To activate this environment, use:
$ source activate myenv1

To deactivate this environment, use:
$ source deactivate

The created environment contains just the packages that are needed to satisfy the requirements and it is local to your installation. The python installation is even independent of the central installation, i.e. your code will still work in such an environment, even if you are offline or AFS is down. However, you need the central installation if you want to use the conda command itself.

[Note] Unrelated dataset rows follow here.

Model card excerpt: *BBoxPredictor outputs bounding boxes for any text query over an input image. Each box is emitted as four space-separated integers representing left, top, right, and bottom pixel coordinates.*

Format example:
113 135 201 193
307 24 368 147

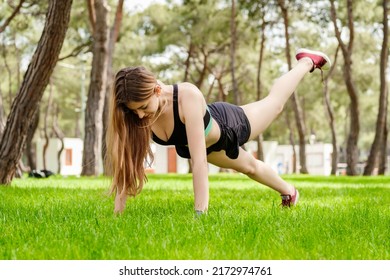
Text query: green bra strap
204 107 213 137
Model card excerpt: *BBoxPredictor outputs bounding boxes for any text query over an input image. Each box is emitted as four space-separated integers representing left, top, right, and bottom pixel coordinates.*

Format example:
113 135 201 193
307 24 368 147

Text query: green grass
0 174 390 260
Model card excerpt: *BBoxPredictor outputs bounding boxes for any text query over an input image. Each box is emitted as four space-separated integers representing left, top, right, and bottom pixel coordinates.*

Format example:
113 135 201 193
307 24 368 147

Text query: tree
230 0 241 105
330 0 360 175
0 0 72 184
81 0 108 176
324 46 340 175
363 0 389 175
102 0 124 173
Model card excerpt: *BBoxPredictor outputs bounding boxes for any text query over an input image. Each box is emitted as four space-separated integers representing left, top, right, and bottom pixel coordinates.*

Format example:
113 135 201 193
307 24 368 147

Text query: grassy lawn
0 174 390 260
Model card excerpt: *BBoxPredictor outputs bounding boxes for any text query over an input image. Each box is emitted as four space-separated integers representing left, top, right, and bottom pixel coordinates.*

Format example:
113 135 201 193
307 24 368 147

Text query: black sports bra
153 84 212 146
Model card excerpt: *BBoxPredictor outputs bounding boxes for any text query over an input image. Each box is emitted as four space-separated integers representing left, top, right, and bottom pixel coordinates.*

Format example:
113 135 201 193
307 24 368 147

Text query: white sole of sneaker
295 48 332 70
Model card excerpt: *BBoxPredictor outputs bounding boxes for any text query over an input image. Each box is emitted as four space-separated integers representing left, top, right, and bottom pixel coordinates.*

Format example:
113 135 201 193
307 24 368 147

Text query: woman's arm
179 83 209 212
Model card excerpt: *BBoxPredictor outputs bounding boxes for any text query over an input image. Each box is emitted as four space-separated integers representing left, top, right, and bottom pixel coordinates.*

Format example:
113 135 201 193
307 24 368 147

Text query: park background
0 0 390 260
0 0 389 179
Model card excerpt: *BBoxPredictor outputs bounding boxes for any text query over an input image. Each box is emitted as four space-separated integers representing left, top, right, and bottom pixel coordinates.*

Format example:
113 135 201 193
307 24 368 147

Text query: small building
36 138 83 176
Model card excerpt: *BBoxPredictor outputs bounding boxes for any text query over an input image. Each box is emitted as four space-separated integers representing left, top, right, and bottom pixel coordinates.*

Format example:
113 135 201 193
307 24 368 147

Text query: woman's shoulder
178 82 203 97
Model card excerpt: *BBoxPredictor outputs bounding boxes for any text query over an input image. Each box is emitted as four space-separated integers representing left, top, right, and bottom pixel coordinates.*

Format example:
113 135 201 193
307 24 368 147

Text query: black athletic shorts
176 102 251 159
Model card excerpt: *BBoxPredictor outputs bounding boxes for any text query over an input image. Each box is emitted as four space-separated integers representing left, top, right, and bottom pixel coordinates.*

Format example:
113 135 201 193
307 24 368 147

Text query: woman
106 49 330 214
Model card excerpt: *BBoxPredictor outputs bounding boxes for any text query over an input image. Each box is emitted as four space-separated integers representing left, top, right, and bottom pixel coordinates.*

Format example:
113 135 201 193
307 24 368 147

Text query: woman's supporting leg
207 148 295 195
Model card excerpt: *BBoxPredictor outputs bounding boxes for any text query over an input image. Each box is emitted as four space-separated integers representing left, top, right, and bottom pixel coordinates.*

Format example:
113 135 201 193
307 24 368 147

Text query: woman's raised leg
241 49 330 140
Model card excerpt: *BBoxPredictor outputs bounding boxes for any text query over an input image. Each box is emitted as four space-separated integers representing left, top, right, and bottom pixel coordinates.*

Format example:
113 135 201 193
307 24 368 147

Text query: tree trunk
24 110 39 170
378 124 389 175
183 40 194 82
42 78 53 170
0 0 72 184
330 0 360 175
0 0 26 33
81 0 108 176
230 0 241 105
102 0 124 174
363 0 389 176
0 88 5 139
53 104 65 174
278 0 309 174
324 46 340 175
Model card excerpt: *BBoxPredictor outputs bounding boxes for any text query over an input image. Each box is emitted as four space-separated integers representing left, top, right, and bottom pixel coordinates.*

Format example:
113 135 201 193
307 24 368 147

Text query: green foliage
0 0 383 162
0 174 390 260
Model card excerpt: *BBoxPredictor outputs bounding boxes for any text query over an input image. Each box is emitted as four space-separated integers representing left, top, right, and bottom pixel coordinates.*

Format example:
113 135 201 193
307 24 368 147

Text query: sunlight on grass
0 174 390 260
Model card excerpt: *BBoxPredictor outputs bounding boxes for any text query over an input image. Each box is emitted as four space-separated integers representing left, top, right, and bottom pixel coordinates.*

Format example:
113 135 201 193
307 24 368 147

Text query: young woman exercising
106 49 331 214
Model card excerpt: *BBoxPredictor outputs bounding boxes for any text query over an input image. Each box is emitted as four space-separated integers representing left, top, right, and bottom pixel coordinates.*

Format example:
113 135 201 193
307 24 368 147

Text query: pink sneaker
295 49 332 73
281 188 299 207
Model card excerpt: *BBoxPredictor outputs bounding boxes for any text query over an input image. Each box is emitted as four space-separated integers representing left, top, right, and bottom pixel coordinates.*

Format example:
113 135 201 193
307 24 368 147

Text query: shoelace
281 194 291 207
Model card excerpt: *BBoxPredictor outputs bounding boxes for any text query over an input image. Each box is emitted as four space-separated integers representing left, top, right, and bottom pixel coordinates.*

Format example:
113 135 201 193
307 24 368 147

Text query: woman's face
126 94 159 119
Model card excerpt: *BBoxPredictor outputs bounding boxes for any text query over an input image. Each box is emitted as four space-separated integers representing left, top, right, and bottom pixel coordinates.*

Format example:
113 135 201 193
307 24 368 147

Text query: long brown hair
105 67 157 199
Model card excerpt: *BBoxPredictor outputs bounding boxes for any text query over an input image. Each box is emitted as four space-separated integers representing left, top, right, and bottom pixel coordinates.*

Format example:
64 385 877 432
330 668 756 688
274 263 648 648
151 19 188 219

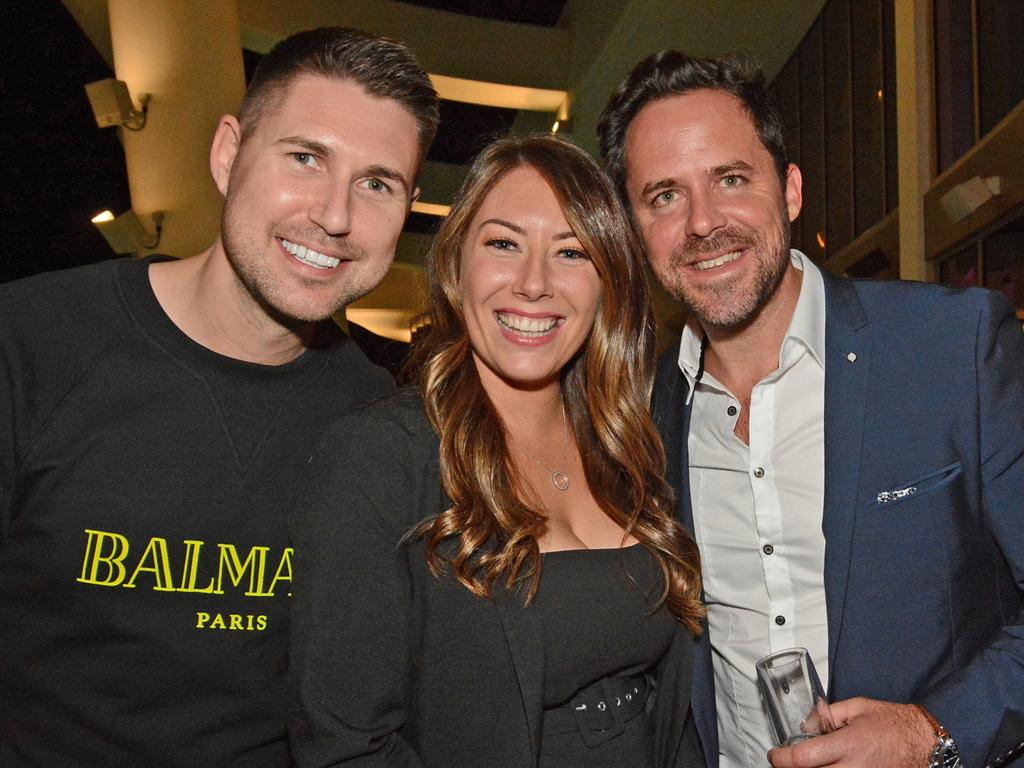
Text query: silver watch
914 703 964 768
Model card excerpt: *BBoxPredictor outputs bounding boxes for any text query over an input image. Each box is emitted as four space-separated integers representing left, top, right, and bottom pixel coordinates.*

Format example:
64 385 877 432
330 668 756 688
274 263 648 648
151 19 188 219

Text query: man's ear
785 163 804 221
210 115 242 197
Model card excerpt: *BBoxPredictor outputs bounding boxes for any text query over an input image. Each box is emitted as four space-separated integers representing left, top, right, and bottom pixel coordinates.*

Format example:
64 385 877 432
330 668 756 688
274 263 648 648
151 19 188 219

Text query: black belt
544 676 649 746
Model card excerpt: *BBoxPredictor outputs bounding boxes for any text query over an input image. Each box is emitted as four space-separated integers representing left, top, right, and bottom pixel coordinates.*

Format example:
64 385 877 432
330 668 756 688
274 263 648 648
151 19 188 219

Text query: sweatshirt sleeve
290 399 436 768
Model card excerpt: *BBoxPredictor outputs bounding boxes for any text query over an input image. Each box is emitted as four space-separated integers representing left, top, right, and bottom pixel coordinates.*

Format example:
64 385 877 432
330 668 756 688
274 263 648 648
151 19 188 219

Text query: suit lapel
495 587 544 766
821 273 871 690
651 352 718 766
651 344 693 532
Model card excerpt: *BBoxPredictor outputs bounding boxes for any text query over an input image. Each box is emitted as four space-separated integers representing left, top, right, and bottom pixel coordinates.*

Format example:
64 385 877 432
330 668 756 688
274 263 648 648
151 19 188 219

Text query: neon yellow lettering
213 544 273 597
124 537 174 592
177 539 213 594
75 528 128 587
266 547 295 597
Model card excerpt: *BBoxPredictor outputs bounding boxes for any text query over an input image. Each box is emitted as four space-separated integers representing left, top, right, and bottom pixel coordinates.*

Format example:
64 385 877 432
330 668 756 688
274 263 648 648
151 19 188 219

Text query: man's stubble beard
221 196 387 327
658 215 790 330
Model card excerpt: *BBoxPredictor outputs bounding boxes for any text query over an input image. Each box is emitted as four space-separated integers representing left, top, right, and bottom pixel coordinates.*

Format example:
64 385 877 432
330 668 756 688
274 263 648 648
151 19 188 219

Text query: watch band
913 703 964 768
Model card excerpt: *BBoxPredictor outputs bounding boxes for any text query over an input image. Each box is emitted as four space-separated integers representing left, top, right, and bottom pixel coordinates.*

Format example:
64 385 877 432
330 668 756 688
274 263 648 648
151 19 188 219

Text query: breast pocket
870 462 962 509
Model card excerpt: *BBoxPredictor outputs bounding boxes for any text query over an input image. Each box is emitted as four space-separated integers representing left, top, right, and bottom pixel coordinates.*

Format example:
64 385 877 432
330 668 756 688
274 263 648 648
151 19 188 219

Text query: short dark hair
239 27 440 163
597 50 790 202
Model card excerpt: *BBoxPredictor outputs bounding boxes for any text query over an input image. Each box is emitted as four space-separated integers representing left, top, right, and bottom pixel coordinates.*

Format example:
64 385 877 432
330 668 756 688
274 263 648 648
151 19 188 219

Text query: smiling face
459 167 601 389
211 75 420 322
626 89 801 329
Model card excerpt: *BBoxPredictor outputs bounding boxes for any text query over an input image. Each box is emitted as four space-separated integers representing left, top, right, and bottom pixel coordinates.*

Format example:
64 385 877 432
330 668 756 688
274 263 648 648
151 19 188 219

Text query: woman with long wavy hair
292 136 701 768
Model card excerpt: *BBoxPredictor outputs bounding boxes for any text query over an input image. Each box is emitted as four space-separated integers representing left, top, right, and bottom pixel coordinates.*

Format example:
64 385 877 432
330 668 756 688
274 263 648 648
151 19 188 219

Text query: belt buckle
570 678 626 746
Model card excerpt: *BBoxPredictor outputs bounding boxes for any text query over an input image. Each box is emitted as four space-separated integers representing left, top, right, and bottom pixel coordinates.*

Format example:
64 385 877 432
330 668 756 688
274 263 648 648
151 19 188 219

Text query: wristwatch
914 703 964 768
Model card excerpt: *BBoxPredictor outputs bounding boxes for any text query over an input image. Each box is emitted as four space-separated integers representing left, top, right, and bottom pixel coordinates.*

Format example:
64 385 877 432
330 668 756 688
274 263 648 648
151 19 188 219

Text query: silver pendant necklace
523 402 569 492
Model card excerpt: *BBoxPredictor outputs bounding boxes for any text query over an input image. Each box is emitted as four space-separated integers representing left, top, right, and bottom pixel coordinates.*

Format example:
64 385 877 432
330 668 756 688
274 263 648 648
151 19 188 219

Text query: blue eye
558 253 590 261
364 178 391 193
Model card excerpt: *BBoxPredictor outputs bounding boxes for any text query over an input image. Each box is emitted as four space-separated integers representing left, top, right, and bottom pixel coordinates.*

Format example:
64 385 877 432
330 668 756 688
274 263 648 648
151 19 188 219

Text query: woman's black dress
531 545 678 768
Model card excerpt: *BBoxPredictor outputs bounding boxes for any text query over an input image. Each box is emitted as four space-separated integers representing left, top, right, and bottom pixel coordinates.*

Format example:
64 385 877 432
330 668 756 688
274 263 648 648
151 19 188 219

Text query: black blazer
653 273 1024 767
291 390 701 768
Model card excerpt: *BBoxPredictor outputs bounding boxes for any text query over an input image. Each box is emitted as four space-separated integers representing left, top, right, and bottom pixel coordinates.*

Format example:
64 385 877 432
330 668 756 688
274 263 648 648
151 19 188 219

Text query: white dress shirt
679 251 828 768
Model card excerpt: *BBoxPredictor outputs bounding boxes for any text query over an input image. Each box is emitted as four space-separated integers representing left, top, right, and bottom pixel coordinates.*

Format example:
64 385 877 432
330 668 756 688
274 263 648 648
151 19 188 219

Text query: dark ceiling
391 0 565 27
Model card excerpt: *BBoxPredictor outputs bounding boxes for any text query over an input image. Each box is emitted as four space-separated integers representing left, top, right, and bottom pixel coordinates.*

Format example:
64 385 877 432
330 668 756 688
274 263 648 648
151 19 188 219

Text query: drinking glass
756 648 836 746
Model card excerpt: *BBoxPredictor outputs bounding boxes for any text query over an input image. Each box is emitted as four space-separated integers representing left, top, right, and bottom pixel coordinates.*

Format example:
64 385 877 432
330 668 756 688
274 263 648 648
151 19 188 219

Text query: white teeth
495 312 558 337
693 251 740 269
281 238 341 269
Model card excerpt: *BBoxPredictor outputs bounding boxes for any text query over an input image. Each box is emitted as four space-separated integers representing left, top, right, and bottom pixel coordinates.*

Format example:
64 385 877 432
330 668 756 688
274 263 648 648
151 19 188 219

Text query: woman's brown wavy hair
408 136 702 633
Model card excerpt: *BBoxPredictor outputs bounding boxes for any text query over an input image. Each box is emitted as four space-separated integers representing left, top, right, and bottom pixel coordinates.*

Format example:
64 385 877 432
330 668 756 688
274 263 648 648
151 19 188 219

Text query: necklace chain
523 402 569 492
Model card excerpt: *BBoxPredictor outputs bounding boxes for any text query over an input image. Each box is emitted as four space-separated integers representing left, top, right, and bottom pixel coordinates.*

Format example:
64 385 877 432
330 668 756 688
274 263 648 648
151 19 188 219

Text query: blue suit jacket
653 274 1024 768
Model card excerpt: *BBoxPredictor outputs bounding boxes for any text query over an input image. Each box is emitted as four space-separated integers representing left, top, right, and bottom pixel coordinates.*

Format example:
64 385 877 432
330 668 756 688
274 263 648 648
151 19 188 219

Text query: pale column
109 0 245 257
895 0 935 281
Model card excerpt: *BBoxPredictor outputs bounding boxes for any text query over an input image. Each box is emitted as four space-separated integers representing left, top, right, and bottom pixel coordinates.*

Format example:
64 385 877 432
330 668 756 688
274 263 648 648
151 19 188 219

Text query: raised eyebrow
708 160 755 176
476 219 522 234
274 136 334 158
640 178 679 198
362 165 409 189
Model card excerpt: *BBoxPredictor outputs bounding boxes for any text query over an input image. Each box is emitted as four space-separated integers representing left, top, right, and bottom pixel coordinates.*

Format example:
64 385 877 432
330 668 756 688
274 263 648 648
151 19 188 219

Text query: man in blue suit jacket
598 51 1024 768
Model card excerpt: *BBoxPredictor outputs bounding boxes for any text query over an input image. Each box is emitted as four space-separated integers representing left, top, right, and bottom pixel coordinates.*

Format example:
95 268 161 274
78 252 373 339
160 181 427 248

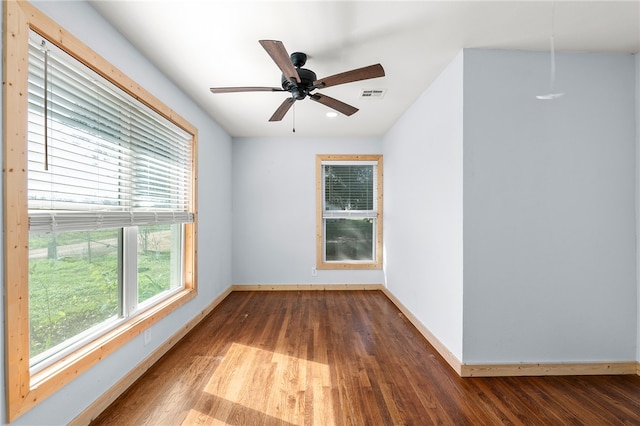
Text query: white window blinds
28 33 193 231
322 161 377 218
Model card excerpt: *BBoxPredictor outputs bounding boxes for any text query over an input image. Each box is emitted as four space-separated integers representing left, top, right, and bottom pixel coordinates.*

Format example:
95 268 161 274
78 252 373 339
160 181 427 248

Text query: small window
316 155 382 269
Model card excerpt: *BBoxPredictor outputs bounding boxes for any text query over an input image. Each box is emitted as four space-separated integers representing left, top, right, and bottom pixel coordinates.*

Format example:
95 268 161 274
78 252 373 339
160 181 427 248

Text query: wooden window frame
316 154 383 269
3 0 198 422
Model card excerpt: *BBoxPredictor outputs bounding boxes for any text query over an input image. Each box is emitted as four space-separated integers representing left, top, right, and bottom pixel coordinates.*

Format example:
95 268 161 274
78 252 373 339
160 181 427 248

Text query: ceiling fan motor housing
281 52 318 100
281 68 317 100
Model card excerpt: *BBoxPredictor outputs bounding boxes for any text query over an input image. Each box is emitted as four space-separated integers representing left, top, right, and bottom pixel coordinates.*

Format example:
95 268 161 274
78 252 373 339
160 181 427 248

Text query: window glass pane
29 229 120 358
325 219 375 262
138 224 182 303
324 165 374 210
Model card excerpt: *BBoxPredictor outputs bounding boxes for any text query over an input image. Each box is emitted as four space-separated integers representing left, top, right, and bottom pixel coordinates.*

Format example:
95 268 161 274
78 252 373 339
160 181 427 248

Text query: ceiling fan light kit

Packages for your new environment will be either copied from the central one into your new environment, or if there are newer packages available from anaconda and you did not specify exactly the version from our central installation, they may get downloaded from the web. **This will require significant space in the envs_dirs that you defined in .condarc. If you create other environments on the same local disk, they will share the packages using hard links.

We can switch to the newly created environment with the conda activate command.

$ conda activate myenv1

{% include callout.html type="info" content="Note that anaconda's activate/deactivate scripts are compatible with the bash and zsh shells but not with [t]csh." %}

Let's test whether we indeed got the desired numpy version:

$ python -c 'import numpy as np; print np.version.version'

1.8.2

You can install additional packages into the active environment using the conda install command.

$ conda install --yes -q bottle

Fetching package metadata: ...
Solving package specifications: .
Package plan for installation in environment /gpfs/home/feichtinger/conda-envs/myenv1:

The following NEW packages will be INSTALLED:

    bottle: 0.12.5-py27_0

Jupyterhub

Jupyterhub is a service for running code notebooks on the cluster, particularly in python. It is a powerful tool for data analysis and prototyping. For more infomation see the Jupyterhub documentation.

Pythons to avoid

Avoid using the system python (/usr/bin/python). It is intended for OS software and may not be up to date.

Also avoid the 'python' module (module load python). This is a minimal install of python intended for embedding in other modules.